A matter of life and death
Endangered Siamese crocodiles in Cambodia are highly valued - but more dead than alive. Their patterned skin, when converted into leather handbags, is irresistible to many fashionistas and also generates huge profits for businessmen.
With fewer than 250 of these crocodiles left, the skin trade is driving the species not only to extinction, but also threatening the purity of its genes.
In February, Billy Kwan Kit-yue and Jason Lau To-hong, two environmental science students at the City University of Hong Kong, spent two weeks in Cambodia working with conservation group Fauna and Flora International (FFI) to study the threats facing the remaining wild crocodiles.
Their field trip was part of Ocean Park Conservation Foundation's University Student Sponsorship Programme, which gives aspiring conservationists a chance to consolidate their skills.
The students headed to the FFI headquarters in Cambodia's capital, Phnom Penh, where laboratory experts showed them how to examine DNA samples collected from wild and captive crocodiles.

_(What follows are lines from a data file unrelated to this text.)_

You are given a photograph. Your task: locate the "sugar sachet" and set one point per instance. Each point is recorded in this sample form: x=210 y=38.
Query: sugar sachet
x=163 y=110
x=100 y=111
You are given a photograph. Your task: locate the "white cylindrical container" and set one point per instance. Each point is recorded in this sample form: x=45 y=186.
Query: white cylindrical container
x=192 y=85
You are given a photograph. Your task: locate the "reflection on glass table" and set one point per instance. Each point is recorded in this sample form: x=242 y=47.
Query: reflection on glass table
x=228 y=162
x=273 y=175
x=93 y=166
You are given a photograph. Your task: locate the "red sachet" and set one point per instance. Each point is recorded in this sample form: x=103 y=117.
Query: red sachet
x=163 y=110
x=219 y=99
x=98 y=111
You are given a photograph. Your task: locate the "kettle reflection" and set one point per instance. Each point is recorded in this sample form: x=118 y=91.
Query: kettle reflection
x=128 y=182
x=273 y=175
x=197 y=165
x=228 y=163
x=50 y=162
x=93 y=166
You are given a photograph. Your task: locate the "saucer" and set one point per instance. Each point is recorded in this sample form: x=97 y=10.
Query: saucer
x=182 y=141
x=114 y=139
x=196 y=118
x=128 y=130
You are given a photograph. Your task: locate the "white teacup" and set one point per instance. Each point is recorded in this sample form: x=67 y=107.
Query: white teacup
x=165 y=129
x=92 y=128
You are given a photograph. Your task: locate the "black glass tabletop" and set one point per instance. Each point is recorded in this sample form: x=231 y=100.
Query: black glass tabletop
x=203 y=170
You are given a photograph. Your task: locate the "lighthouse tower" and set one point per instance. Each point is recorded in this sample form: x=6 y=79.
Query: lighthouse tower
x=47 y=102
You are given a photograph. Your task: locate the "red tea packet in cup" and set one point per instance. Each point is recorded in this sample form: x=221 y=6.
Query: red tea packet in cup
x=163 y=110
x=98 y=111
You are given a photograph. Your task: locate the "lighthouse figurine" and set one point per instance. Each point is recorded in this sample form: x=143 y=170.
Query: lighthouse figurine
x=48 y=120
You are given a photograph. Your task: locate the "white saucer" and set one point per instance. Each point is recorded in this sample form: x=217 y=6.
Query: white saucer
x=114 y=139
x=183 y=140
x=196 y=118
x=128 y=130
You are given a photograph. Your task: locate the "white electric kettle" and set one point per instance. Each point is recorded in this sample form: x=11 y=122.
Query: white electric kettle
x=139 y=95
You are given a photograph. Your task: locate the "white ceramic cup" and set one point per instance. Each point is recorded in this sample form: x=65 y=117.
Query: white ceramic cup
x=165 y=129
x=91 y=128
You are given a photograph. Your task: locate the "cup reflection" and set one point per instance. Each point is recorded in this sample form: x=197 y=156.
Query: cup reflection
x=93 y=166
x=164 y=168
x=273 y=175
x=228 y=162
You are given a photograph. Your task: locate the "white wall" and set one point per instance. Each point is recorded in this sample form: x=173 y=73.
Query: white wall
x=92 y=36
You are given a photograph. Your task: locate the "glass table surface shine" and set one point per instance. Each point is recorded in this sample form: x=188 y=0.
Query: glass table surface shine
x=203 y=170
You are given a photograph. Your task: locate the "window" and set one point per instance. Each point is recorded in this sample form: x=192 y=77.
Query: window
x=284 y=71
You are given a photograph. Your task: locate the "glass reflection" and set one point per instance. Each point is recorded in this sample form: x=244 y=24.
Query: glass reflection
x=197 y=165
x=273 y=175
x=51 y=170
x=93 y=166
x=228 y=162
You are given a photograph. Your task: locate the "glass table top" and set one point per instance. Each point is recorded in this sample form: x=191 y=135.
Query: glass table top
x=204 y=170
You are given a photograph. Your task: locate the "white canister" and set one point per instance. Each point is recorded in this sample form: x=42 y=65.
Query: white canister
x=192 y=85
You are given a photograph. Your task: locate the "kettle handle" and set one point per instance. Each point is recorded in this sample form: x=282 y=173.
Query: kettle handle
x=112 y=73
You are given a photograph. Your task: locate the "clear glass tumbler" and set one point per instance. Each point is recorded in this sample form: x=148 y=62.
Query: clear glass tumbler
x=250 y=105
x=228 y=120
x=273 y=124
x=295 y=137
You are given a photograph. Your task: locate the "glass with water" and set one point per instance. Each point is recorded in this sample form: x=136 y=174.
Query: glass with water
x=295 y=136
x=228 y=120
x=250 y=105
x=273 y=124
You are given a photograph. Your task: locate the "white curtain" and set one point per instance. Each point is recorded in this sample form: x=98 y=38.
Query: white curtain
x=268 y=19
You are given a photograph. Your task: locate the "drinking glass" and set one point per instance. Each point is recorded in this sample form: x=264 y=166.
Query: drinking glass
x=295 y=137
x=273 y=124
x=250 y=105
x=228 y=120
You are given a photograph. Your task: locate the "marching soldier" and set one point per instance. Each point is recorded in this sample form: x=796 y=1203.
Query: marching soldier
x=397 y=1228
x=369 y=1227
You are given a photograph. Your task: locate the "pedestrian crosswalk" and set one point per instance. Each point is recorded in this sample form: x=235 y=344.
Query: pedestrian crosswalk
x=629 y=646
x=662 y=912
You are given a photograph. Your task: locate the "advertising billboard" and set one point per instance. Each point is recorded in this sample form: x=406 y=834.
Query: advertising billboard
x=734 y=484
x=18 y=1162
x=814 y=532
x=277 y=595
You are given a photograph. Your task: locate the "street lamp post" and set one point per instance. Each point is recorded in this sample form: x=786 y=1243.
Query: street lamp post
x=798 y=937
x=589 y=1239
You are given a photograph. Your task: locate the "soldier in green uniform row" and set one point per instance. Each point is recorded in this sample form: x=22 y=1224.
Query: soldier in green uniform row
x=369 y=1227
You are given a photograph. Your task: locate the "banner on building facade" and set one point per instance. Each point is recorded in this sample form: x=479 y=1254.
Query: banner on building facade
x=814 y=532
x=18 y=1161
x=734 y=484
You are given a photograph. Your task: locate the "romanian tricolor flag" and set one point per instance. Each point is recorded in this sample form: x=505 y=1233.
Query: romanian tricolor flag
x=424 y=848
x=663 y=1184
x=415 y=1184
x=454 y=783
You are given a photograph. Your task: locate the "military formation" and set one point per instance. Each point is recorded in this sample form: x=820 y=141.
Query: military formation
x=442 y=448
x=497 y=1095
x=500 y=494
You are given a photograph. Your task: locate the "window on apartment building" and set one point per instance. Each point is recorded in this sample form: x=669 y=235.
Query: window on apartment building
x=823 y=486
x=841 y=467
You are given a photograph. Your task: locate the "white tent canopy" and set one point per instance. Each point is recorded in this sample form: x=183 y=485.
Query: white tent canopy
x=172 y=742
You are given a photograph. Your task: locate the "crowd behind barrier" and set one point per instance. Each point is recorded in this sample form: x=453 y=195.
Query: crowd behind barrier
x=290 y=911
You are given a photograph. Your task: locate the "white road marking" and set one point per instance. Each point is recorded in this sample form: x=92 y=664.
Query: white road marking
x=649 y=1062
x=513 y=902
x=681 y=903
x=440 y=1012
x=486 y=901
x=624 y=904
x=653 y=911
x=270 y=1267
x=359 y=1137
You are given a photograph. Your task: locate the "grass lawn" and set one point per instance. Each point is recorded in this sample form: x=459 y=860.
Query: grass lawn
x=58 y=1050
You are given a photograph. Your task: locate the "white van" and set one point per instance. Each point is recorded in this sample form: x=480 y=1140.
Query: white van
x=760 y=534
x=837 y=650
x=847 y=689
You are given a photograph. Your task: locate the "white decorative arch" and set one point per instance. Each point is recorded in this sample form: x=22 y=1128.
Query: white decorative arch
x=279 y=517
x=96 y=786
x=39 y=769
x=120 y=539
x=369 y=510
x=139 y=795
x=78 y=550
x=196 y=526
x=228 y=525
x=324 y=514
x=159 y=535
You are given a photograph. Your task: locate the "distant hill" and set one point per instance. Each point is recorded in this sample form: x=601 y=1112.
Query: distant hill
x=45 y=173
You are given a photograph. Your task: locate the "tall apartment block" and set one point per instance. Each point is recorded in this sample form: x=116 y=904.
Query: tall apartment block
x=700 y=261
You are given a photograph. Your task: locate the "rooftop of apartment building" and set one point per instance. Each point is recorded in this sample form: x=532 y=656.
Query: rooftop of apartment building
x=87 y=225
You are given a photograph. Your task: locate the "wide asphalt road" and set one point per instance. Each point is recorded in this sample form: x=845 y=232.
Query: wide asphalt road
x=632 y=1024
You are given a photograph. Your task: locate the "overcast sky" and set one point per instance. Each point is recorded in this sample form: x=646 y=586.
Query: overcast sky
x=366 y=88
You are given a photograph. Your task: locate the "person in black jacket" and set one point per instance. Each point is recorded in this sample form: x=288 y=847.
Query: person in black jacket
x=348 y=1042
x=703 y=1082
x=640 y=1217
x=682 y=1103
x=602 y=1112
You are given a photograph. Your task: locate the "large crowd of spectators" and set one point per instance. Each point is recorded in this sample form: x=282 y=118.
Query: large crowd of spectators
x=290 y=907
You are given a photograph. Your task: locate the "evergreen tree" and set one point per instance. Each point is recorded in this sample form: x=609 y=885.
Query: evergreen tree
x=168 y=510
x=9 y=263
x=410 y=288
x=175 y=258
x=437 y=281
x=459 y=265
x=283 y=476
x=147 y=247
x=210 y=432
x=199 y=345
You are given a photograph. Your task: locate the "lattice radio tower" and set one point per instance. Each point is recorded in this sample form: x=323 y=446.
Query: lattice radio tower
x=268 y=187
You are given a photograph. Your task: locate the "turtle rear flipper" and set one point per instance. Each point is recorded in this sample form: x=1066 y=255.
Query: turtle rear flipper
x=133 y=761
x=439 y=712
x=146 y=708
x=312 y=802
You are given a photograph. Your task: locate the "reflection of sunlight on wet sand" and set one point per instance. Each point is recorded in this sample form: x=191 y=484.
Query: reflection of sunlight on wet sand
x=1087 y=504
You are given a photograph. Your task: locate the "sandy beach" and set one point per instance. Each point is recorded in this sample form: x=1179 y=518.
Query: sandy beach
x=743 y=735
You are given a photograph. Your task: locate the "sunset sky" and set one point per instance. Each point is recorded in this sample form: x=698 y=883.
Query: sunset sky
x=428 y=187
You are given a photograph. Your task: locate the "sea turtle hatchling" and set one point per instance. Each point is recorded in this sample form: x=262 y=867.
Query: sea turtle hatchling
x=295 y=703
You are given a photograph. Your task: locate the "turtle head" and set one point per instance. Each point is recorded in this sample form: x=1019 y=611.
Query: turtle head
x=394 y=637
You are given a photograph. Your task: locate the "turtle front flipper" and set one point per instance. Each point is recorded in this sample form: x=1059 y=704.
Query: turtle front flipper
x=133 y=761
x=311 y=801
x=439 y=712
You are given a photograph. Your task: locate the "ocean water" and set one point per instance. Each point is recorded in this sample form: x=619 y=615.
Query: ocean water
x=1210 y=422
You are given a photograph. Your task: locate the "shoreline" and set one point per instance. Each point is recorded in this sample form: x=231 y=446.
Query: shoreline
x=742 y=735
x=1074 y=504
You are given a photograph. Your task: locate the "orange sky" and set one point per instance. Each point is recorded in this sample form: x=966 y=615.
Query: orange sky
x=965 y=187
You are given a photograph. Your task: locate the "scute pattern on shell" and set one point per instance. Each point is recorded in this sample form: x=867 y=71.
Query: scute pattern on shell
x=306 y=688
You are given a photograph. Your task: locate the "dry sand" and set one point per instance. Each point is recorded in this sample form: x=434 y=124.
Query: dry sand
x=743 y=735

It is common for commercial crocodile farms to crossbreed captive reptiles with their American relatives to produce finer leather and lower production costs. That is why scientists need to distinguish the crossbred crocodiles from the pure breeds, which are worth conserving.
In 2009, FFI helped to discover 35 purebred Siamese crocodiles in a local wildlife rescue centre. It has developed the first conservation breeding programme in the country.
The students also visited one of the many illegal farms where mistreated and poorly-fed crocodiles wait to be slaughtered.
These experiences led Kwan to question the ethics of buying luxury leather goods. 'Do we have the right to crossbreed crocodiles for the sake of our endless demands? Should we allow crocodiles to suffer for our sake?'
Besides crossbreeding and hunting, crocodiles face another problem - the loss of habitat.
Cambodia's government plans to build hydro-electricity dams near Areng River, a rural area in southwest Cambodia, which is the world's most important breeding site for Siamese crocodiles.
Kwan says that the dam project will provide a stable flow of electricity, which is now available only from 6pm to 9pm. But if the project goes ahead, the low-lying areas where crocodiles nest and breed will be destroyed by floods.
'If there's a pressing need to develop rural areas to improve people's quality of life, compromises to the environment must be made,' Kwan says. 'Environmentalists can play an important role here. They can use their expertise to keep the damage to a minimum.'
Toiling in the baking sun, the students worked alongside experts to estimate Siamese crocodiles' population in the Areng River area. They learned how to track the crocodiles' footprints, tail marks and excrement, and also record sightings of the smaller, freshwater reptile using a global positioning system.
'These scientific records help reflect the site's conservational importance,' Kwan says.
The survey results proved useful when they joined another campaign to capture and relocate all the crocodiles living in O'Som, in western Cambodia, before a similar hydro-electricity project is constructed.
This 'frontline' experience has helped equip Kwan, who is passionate about rainforests and wild animals, with the essential skills to continue his research.
It has also strengthened his desire to become an environmentalist, specialising in the protection of horseshoe crabs.